With dozens of conversations to reflect upon, one observation stands out to me: pastors talk with ease about their family, their local church, and their denomination, those three noisy wheels on our red Flyer wagons, but not so much about that fourth one that seldom squeaks.

 

Share frustrations about ministry? — for sure.

How’s the Family? — either the iPhone opens in an instant to the iPhoto brag book or else tears bring to the surface the cry of a parent's broken heart.

Things denominational? — rumors, innuendo, and shop talk are in large enough supply to last through a second cup of coffee.

But “tell me about the spiritual ebb and flow of things” and the pace of the conversation slows to a crawl.

 

Perhaps it’s guilt — a nagging sense that things could be better.

Maybe it’s embarrassment — the feeling that our experience falls short of the dynamic reports others claim.

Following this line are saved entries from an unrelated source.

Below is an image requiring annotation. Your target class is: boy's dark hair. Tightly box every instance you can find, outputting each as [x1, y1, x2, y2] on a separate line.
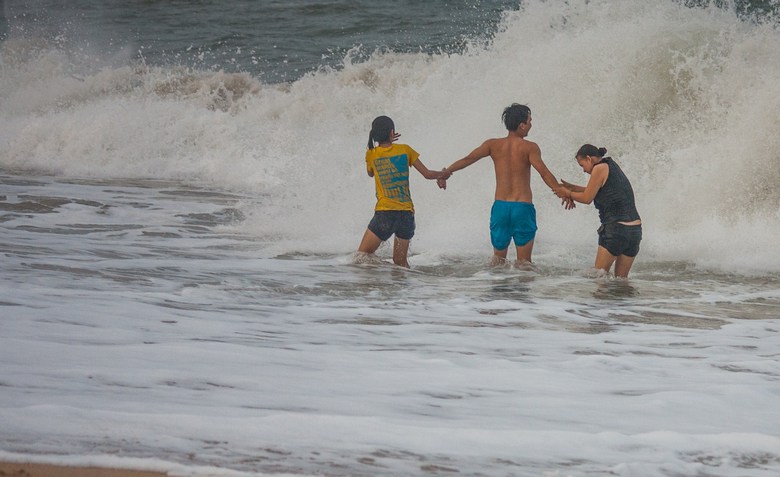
[502, 103, 531, 131]
[576, 144, 608, 158]
[368, 115, 395, 149]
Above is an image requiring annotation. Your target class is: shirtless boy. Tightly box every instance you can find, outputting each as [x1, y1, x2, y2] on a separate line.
[438, 104, 568, 266]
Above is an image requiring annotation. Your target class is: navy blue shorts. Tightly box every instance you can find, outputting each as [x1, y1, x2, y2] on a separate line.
[598, 223, 642, 257]
[367, 210, 415, 241]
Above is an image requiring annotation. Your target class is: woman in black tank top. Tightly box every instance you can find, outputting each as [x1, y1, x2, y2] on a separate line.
[555, 144, 642, 278]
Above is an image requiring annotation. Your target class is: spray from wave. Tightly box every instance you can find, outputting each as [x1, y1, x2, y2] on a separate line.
[1, 0, 779, 271]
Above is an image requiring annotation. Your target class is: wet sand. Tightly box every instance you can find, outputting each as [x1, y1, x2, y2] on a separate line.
[0, 462, 169, 477]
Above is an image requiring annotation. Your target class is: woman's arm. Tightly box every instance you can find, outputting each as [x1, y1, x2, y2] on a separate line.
[568, 163, 609, 204]
[561, 179, 584, 192]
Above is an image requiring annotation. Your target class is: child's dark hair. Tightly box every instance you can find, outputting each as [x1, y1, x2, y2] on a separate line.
[576, 144, 608, 158]
[502, 103, 531, 131]
[367, 115, 395, 149]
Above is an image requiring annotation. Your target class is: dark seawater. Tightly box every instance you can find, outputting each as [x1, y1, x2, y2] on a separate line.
[2, 0, 521, 82]
[3, 0, 777, 83]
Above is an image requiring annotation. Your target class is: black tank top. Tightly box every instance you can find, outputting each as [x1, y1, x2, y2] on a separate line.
[593, 158, 640, 224]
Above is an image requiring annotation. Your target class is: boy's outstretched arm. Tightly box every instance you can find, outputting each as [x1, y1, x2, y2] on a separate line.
[435, 140, 491, 190]
[443, 140, 491, 176]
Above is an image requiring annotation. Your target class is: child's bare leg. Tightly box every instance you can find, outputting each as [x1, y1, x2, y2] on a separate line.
[393, 237, 410, 268]
[357, 229, 382, 254]
[354, 229, 384, 263]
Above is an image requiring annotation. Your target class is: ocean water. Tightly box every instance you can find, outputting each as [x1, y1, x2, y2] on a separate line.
[2, 1, 780, 476]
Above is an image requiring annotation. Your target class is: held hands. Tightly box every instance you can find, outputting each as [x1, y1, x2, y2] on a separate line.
[394, 131, 452, 188]
[553, 185, 569, 200]
[436, 168, 451, 189]
[553, 183, 576, 210]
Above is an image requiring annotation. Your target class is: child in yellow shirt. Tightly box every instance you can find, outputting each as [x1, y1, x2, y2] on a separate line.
[354, 116, 448, 268]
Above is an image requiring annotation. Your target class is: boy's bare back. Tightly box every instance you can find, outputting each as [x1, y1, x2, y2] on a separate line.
[485, 135, 542, 202]
[448, 131, 559, 203]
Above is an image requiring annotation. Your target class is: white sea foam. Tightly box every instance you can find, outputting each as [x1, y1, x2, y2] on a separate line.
[1, 172, 780, 476]
[3, 2, 778, 272]
[2, 1, 780, 271]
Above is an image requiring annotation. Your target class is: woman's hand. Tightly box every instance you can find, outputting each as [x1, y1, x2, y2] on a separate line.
[553, 185, 576, 209]
[553, 185, 570, 199]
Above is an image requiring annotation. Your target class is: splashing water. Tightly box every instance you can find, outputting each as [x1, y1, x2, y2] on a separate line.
[2, 0, 780, 270]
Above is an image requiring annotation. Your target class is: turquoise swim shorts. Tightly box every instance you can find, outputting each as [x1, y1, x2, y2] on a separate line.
[489, 200, 537, 250]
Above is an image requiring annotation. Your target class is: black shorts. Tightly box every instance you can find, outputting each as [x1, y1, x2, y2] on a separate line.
[367, 210, 415, 241]
[598, 223, 642, 257]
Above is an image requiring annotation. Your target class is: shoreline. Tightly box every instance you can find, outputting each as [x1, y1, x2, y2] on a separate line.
[0, 461, 169, 477]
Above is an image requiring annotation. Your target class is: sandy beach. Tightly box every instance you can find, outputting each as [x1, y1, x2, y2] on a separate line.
[0, 462, 168, 477]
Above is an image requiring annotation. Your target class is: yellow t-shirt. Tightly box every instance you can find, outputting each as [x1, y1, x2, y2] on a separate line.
[365, 144, 420, 212]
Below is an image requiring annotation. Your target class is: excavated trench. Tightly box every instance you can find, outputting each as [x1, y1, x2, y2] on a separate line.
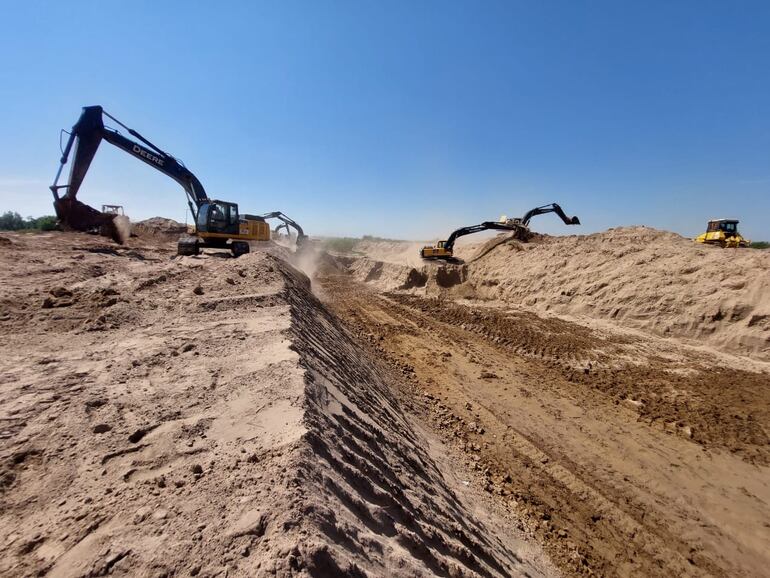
[2, 230, 768, 577]
[318, 240, 770, 578]
[0, 233, 554, 578]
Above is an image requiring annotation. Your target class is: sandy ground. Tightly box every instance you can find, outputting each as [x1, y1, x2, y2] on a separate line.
[0, 231, 555, 577]
[2, 223, 768, 577]
[342, 228, 770, 361]
[316, 270, 770, 577]
[322, 230, 770, 577]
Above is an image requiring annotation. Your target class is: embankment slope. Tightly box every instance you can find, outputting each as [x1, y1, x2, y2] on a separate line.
[0, 232, 552, 577]
[338, 227, 770, 359]
[469, 227, 770, 359]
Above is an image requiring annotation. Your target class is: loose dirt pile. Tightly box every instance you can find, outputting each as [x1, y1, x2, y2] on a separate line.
[131, 217, 188, 241]
[0, 232, 554, 577]
[337, 227, 770, 360]
[468, 227, 770, 359]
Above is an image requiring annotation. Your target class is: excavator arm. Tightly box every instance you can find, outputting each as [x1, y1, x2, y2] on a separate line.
[421, 201, 580, 260]
[51, 106, 209, 231]
[261, 211, 307, 246]
[519, 203, 580, 227]
[444, 221, 516, 252]
[421, 221, 520, 259]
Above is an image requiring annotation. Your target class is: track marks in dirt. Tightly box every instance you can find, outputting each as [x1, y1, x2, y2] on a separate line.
[318, 271, 770, 577]
[387, 292, 770, 465]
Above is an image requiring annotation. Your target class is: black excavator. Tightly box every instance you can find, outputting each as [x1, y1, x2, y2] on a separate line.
[50, 105, 305, 257]
[262, 212, 307, 246]
[420, 202, 580, 260]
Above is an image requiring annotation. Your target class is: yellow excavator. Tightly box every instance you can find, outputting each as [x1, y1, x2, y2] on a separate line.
[50, 106, 306, 257]
[421, 202, 580, 260]
[695, 219, 749, 248]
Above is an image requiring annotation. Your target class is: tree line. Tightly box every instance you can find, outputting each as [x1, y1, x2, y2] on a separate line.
[0, 211, 58, 231]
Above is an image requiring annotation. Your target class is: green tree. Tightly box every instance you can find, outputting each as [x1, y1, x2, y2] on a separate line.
[0, 212, 59, 231]
[0, 211, 26, 230]
[31, 215, 58, 231]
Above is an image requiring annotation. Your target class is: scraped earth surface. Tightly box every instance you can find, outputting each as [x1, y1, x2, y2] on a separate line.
[0, 231, 554, 577]
[319, 230, 770, 577]
[1, 225, 769, 578]
[342, 228, 770, 360]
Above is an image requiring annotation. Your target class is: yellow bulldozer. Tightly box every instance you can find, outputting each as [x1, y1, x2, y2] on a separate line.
[695, 219, 749, 248]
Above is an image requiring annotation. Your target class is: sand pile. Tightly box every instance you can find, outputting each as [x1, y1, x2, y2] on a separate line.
[353, 239, 425, 267]
[0, 232, 551, 577]
[336, 227, 769, 359]
[131, 216, 188, 240]
[468, 226, 770, 359]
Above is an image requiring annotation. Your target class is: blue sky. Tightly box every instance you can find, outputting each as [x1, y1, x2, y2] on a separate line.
[1, 1, 768, 239]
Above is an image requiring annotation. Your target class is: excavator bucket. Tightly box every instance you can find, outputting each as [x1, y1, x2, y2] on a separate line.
[54, 197, 130, 244]
[50, 106, 131, 244]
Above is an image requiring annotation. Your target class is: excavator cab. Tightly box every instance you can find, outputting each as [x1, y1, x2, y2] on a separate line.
[420, 240, 453, 260]
[197, 201, 240, 235]
[185, 200, 271, 256]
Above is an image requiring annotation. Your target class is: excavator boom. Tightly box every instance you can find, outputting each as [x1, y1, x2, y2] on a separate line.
[51, 106, 208, 232]
[519, 203, 580, 227]
[50, 106, 308, 256]
[262, 211, 308, 246]
[420, 201, 580, 260]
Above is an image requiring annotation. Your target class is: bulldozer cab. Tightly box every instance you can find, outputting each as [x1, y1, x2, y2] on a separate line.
[197, 201, 240, 235]
[707, 219, 739, 236]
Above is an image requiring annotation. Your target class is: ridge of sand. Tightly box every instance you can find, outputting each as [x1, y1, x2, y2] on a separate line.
[336, 227, 770, 360]
[468, 226, 770, 359]
[0, 232, 553, 577]
[131, 217, 188, 241]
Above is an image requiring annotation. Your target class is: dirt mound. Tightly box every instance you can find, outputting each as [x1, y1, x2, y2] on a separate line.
[341, 227, 770, 359]
[353, 239, 425, 267]
[344, 257, 424, 291]
[132, 217, 187, 240]
[467, 226, 770, 359]
[0, 232, 553, 577]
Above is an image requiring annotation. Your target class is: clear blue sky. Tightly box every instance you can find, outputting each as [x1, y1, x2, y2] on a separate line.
[1, 1, 768, 239]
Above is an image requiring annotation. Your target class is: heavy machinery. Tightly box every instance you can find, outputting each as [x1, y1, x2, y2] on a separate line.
[262, 212, 307, 246]
[420, 202, 580, 260]
[50, 105, 304, 257]
[695, 219, 750, 248]
[101, 205, 124, 216]
[420, 221, 519, 259]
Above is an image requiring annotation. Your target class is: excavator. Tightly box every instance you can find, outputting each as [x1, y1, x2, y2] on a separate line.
[50, 105, 305, 257]
[420, 202, 580, 260]
[263, 211, 307, 246]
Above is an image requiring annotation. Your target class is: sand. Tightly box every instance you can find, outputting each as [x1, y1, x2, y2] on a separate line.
[0, 232, 554, 577]
[317, 237, 770, 577]
[337, 227, 770, 361]
[2, 223, 768, 577]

Maybe it’s that fear of being judged unspiritual, sloppy in our spiritual practices or a charlatan by trade. Fear that keeps us from daring to lament the anger, confusion, disappointment, or frustration we feel towards God at the moment, choosing instead to parrot words we imagine ought to be said or ones we suppose others expect to hear.

I know because at one time all have been true for me. Four decades of start and stop attempts at a “naked and unashamed” relationship with God and I’m still sowing fig leaves together. Still struggling with the temptation to hide from Him and from others.

Experience tells me I am — we are — far more likely to share the ups and downs of family, church and ministry add-ons than expose the ache in our souls for the One we talk about more in theological abstract than in experiential time and space.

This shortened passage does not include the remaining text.